As Australia faces a week of soaring temperatures, this post takes us to snow-bound Washington DC where the 2014 American Historical Association (AHA) meeting recently took place. It is a short entry, offering some links to material you might have time to explore before 2014 gets into top gear and which may be useful in the context of the forthcoming debates about Australia’s national curriculum sparked by Christopher Pyne’s announcement of a review to be conducted by Ken Wiltshire and Kevin Donnelly. Submissions can be made until 28 February 2014. See http://www.studentsfirst.gov.au/review-australian-curriculum
Kenneth Pomeranz, president of the AHA, spoke in his keynote address about how history teaching is responding to changing geography. He challenged the idea of nations as containers of histories by examining past and present global flows of peoples and commodities. He also argued that history conveys skills in how to frame problems arising in a globalised world.

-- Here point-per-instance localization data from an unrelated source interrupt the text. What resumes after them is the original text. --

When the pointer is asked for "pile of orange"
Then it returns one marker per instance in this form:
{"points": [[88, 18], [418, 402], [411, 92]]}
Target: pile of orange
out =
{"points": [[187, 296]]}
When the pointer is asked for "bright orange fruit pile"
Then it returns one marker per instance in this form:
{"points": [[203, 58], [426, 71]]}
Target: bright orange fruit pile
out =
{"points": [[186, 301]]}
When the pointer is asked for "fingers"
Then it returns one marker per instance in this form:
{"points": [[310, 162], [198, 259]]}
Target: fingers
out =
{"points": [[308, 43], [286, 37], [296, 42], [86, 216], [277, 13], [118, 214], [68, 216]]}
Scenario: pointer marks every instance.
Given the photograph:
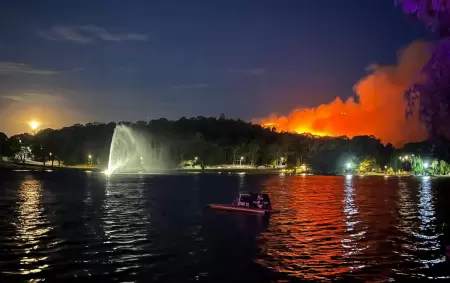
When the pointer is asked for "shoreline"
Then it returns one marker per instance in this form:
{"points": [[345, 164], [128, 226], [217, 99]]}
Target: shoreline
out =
{"points": [[8, 166]]}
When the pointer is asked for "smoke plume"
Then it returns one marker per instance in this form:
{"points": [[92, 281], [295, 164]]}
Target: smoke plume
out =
{"points": [[379, 109]]}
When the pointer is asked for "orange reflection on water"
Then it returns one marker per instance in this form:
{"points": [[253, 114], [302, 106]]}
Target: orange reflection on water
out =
{"points": [[316, 236]]}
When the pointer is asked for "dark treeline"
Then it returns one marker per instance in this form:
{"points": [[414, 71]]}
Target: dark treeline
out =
{"points": [[217, 141]]}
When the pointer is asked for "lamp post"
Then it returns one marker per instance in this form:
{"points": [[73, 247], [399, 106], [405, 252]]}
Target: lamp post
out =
{"points": [[34, 125]]}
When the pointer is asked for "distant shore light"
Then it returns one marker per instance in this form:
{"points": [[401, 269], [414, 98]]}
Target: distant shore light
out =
{"points": [[34, 125]]}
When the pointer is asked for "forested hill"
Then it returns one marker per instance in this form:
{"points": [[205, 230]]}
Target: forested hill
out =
{"points": [[216, 141]]}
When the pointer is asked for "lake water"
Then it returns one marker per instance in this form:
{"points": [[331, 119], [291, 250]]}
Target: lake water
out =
{"points": [[158, 228]]}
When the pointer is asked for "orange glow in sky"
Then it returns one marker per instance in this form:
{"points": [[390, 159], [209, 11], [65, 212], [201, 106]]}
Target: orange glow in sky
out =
{"points": [[378, 110]]}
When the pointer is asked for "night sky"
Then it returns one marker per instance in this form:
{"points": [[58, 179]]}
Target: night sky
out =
{"points": [[63, 62]]}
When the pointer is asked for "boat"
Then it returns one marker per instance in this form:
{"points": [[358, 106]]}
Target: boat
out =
{"points": [[247, 202]]}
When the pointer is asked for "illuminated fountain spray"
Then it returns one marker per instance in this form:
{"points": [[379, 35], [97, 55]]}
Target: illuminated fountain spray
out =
{"points": [[133, 152]]}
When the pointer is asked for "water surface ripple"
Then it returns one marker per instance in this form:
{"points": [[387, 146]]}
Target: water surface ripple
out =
{"points": [[157, 228]]}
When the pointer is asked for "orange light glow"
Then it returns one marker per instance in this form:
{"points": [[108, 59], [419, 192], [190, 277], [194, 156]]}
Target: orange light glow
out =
{"points": [[34, 125], [378, 110]]}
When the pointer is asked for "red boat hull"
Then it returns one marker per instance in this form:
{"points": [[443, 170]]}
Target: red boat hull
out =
{"points": [[238, 208]]}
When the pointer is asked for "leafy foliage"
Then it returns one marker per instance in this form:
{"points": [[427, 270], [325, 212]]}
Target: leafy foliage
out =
{"points": [[433, 90], [220, 141]]}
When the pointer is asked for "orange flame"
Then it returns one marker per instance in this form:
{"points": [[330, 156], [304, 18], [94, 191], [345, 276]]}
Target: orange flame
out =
{"points": [[379, 109]]}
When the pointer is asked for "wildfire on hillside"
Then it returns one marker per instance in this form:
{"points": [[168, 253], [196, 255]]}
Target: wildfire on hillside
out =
{"points": [[379, 109]]}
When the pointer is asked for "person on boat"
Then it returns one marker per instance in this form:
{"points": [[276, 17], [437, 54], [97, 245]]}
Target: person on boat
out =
{"points": [[259, 201]]}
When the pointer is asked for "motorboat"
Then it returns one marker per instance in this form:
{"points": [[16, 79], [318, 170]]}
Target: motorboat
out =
{"points": [[247, 202]]}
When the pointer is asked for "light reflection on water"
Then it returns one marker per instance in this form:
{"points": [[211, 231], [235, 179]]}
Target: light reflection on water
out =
{"points": [[32, 228], [157, 228]]}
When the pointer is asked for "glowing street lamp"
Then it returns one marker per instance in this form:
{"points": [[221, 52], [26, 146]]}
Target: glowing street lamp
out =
{"points": [[34, 125]]}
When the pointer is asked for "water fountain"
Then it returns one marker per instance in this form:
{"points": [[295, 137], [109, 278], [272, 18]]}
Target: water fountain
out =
{"points": [[133, 151]]}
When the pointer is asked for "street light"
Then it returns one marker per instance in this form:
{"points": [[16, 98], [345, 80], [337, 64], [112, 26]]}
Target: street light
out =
{"points": [[34, 125]]}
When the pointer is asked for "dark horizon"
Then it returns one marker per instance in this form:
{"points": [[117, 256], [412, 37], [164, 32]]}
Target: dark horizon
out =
{"points": [[68, 62]]}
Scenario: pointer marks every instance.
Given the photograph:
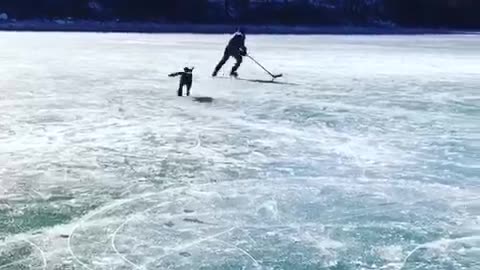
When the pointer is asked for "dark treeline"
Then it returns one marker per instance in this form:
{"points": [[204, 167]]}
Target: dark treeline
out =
{"points": [[420, 13]]}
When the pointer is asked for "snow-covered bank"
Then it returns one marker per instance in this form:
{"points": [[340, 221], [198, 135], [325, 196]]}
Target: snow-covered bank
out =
{"points": [[142, 27]]}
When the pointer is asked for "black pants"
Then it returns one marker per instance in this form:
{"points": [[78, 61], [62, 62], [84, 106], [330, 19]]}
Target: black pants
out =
{"points": [[180, 88], [227, 54]]}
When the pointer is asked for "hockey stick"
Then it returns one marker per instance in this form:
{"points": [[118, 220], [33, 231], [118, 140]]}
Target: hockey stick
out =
{"points": [[274, 76]]}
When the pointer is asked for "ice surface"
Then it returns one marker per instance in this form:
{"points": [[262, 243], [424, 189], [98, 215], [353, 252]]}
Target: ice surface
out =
{"points": [[364, 156]]}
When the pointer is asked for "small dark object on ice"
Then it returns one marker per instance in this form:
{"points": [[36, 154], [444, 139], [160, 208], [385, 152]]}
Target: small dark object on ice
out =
{"points": [[186, 79], [203, 99]]}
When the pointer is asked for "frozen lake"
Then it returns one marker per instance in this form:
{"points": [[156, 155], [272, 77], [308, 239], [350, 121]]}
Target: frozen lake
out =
{"points": [[366, 155]]}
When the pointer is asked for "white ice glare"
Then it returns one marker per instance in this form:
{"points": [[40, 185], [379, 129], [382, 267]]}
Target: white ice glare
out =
{"points": [[365, 155]]}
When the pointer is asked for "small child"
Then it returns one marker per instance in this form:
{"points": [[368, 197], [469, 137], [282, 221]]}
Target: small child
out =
{"points": [[185, 80]]}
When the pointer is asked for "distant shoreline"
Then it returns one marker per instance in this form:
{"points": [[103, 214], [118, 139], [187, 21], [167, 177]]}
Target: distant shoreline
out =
{"points": [[153, 27]]}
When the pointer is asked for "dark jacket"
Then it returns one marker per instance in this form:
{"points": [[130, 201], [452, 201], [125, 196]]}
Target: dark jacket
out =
{"points": [[237, 44]]}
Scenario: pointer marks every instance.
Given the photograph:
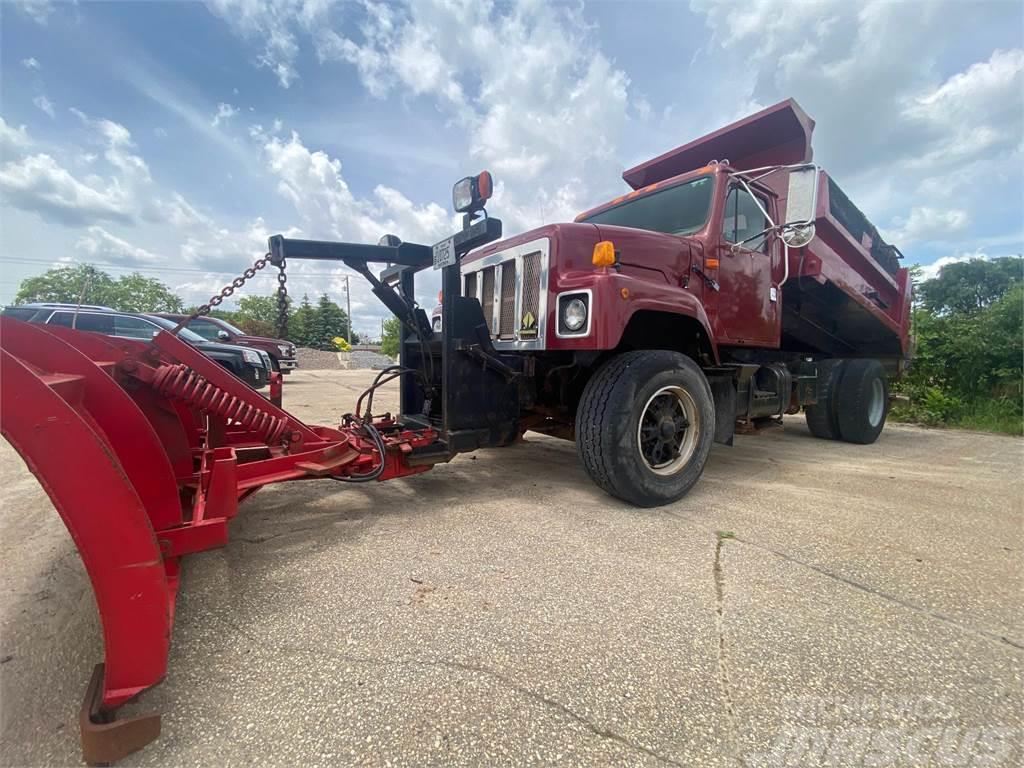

Pomeranz’s article in the December 2013 edition of Perspectives in History is also worth reading. It reminds us of the importance of explaining what is distinctive about the discipline of history, and how making that distinction clear can help fortify its place in the curriculum. Pomeranz lists skills such as creating context, interpreting texts and understanding change.
On day three of the meeting there was a session sponsored by the Conference on Faith and History (CFH). The session may be of interest in view of Kevin Donnelly’s call for more religious education, and for no airbrushing of Christianity from Australia’s history. A post by John Fea, Professor of American History at Messiah College in Grantham, Pennsylvania has some links.
Welcome to 2014, which already looks like a year when history will again be at the fore of political discussion!